Peter Falk: Accountant

Peter Falk, who played television’s Columbo, followed in his mother’s footsteps to become an accountant.

Falk worked in a government role prior to leaving accounting behind, for Connecticut’s state budget office.

We like to think accounting skills – with all that professional scepticism that goes into due diligence processes – make a pretty good detective.

Only 21.5% of respondents picked this one.

 

Mick Jagger: Studied finance (briefly)

After less than a year studying at the London School of Economics, Mick Jagger started rehearsing with Keith Richards and Brian Jones.

The Rolling Stones won out, and he dropped out of university.

Not to say accounting isn’t still part of his rock’n’roll life though.

A few years ago, Jagger’s former accountant Laurence Myers told The Observer about the fledgling rock star’s pension plans:

“We started chatting, started talking about pensions. [Mick] said, ‘after all, Laurence, I’m not going to be singing rock’n’roll when I’m 60’,” Laurence Myers, an accountant who set up a music business, told the Observer. “We roared. It was just a ridiculous thought that a young man would be singing rock’n’roll when he was 60. Needless to say, he carried on beyond 60 and he created his own pension.”

Four in 10 respondents picked Mick Jagger.

 

Kenny G: Accounting major

Kenny G graduated from the University of Washington in his hometown, Seattle. He graduated with an accounting major despite having already landed a paid gig with Barry White’s Love Unlimited Orchestra, when he had been just 17.

He told the University of Washington student newspaper in 2019 that the greatest challenge in his music career is “to keep working hard and to keep improving”. The secret to his music success – “lucky for me I have a very disciplined personality”.

We suspect he probably would have made a great accountant, but then, who would have been first to set the record for playing the longest note on a saxophone?

Just 26% picked this answer correctly.

 

Al Capone: Guilty

Al Capone had already been to prison for short stints of time when, in 1931, he pled guilty to tax evasion charges, expecting a relatively light 2.5-year sentence.

Capone changed his plea when the judge clarified that he would not be bound by a deal for a light sentence, but was convicted and sentenced to 11 years in prison, as well as having to pay almost US$300,000 – in 1930s money.

If you didn’t pick Capone, you’re in the minority – 75.1% of respondents did.

 

Martha Stewart: State tax inquiry

Martha Stewart paid US$200,000+ in back taxes, plus penalties, after a state tax inquiry found that her claims not to have lived in New York State in 1991 and 1992 were contradicted fairly emphatically by evidence in her magazines and books.

This one was easy – 62.6% got it right.

 

 

Wesley Snipes: Convicted

In 2008, Blade star Wesley Snipes was convicted on three misdemeanour tax convictions.

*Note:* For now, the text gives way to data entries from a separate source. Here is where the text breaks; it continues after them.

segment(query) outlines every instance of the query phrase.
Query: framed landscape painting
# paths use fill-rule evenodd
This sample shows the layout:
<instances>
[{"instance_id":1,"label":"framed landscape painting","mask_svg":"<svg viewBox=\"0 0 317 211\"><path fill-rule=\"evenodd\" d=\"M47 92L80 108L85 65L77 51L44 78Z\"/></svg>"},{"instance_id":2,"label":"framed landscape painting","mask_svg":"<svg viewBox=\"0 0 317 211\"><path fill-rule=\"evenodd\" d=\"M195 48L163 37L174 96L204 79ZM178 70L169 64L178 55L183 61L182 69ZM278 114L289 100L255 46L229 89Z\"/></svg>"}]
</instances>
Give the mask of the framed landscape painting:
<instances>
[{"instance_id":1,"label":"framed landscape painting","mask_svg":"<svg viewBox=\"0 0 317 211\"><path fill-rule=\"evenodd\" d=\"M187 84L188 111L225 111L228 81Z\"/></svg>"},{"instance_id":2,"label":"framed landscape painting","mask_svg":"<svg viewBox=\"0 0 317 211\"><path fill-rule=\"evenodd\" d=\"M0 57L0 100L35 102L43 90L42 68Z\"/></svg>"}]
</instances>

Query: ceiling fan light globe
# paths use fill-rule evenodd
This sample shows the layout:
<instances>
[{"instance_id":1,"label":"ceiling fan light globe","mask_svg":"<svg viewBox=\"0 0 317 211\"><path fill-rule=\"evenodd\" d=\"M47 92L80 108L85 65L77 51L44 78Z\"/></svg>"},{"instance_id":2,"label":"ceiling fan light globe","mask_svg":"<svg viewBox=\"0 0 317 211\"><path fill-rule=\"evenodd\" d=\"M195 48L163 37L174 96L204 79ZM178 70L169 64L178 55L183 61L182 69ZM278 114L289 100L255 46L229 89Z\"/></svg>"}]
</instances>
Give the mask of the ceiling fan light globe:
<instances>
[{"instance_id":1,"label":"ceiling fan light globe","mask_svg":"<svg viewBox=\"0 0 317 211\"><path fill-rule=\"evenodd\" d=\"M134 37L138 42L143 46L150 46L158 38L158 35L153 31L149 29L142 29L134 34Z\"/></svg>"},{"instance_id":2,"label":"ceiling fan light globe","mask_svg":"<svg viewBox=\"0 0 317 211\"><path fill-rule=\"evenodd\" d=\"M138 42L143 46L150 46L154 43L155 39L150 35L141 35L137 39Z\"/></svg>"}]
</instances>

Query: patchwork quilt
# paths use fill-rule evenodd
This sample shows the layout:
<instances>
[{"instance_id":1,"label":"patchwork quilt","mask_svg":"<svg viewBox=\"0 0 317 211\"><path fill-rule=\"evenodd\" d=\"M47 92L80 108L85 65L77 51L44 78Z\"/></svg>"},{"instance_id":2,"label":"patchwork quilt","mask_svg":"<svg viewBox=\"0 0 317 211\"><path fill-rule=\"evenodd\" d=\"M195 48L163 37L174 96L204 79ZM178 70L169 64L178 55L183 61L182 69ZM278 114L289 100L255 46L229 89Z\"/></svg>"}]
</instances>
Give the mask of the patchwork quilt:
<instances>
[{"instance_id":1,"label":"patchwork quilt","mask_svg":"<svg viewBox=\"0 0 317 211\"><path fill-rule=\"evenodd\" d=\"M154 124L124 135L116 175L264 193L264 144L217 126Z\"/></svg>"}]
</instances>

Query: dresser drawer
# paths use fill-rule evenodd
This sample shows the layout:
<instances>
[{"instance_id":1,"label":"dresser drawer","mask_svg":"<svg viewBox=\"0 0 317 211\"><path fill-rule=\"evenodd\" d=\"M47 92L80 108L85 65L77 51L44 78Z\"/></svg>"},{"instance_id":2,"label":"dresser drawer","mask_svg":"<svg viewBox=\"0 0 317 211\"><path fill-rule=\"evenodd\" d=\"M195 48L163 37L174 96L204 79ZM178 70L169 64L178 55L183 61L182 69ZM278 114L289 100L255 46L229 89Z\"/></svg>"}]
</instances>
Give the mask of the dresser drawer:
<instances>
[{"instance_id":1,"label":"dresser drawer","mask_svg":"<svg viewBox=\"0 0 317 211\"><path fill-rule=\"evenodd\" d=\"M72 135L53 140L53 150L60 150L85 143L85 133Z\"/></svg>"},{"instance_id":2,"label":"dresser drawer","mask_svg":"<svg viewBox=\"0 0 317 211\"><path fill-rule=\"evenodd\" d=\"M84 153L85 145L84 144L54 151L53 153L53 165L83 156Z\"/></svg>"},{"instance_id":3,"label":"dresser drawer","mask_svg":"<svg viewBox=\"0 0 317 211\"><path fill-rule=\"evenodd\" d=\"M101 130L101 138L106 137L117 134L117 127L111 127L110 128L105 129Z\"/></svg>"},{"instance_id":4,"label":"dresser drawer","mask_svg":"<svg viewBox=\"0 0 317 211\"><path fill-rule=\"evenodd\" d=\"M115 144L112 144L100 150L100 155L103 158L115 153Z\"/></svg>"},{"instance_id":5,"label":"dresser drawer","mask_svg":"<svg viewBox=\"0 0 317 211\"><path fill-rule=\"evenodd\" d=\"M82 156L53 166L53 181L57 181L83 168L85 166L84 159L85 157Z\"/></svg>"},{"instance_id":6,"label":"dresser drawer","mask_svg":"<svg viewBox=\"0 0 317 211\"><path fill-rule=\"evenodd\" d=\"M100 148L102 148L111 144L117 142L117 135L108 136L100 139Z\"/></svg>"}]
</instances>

Despite going to prison for more than two years, he was relatively lucky, according to San Francisco-based tax agent Robert W Wood – Snipes had been convicted of ‘failing to file’ charges, which were misdemeanours, rather than the felony charges he had been facing for the US$7 million in taxes avoided.

More than half of respondents picked this one, with the remainder split pretty evenly between Batman and Elvis Presley. And look, the jury is out on Batman.